Epistemic Oppression in Healthcare

Aaron Mascarenhas

Abstract

Evidence-based medicine (EBM) is a clinical decision-making framework that takes into consideration (1) the best clinical evidence, (2) clinical expertise, (3) patient values and circumstances while formulating patient management plans. Patient values are understood as “the unique preferences, concerns, and expectations that each patient brings to a clinical encounter”1. A patient’s circumstance is the clinical state of the patient and the clinical setting in which they find themselves1. Medical epistemological systems are repositories of epistemic resources like beliefs and concepts but also “habits of cognition, attitudes towards knowers and/or any relevant sensibilities that encourage or hinder the production of knowledge”2. Medical epistemological systems based on the EBM paradigm are such that the “three pillars of EBM” mentioned above play an epistemically normative role on epistemic claims about patient management. Patients must be able to fruitfully exercise their epistemic agency and produce knowledge claims about their values and clinical circumstances.
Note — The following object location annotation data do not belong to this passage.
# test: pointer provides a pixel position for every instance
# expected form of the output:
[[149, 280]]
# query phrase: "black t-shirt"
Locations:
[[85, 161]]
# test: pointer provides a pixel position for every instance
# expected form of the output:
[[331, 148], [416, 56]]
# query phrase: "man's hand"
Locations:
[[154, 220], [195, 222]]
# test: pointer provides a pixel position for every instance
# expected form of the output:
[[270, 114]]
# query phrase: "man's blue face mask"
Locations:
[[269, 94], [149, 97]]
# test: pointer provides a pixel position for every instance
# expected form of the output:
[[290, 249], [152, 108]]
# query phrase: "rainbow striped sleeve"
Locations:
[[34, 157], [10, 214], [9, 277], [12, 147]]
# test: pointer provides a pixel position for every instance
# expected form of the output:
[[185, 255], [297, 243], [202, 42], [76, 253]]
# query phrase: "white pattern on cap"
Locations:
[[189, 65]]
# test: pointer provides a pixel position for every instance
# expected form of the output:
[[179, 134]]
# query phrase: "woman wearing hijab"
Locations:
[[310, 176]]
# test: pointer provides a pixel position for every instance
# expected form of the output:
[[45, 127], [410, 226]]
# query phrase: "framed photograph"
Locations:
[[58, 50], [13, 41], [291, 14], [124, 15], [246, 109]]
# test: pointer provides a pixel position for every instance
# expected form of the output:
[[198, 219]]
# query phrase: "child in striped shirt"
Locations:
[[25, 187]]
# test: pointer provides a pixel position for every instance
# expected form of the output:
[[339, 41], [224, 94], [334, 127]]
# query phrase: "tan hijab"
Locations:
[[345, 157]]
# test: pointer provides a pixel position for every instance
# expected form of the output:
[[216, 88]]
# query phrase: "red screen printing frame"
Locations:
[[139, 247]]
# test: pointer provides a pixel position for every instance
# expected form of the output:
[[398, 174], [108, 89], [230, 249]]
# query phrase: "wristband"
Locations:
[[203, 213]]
These knowledge claims can then play an epistemically normative role while formulating a management plan that reflects their values and is appropriate to their clinical needs. In this paper, I will demonstrate how medical epistemological systems can play a role in causing unwarranted, and persistent infringements on the epistemic agency of the patient that amount to an epistemic form of oppression.

 

References:

  1. Straus, Sharon E., et al. Evidence-Based Medicine. Fifth Edition ed., Elsevier Health Sciences, 2019.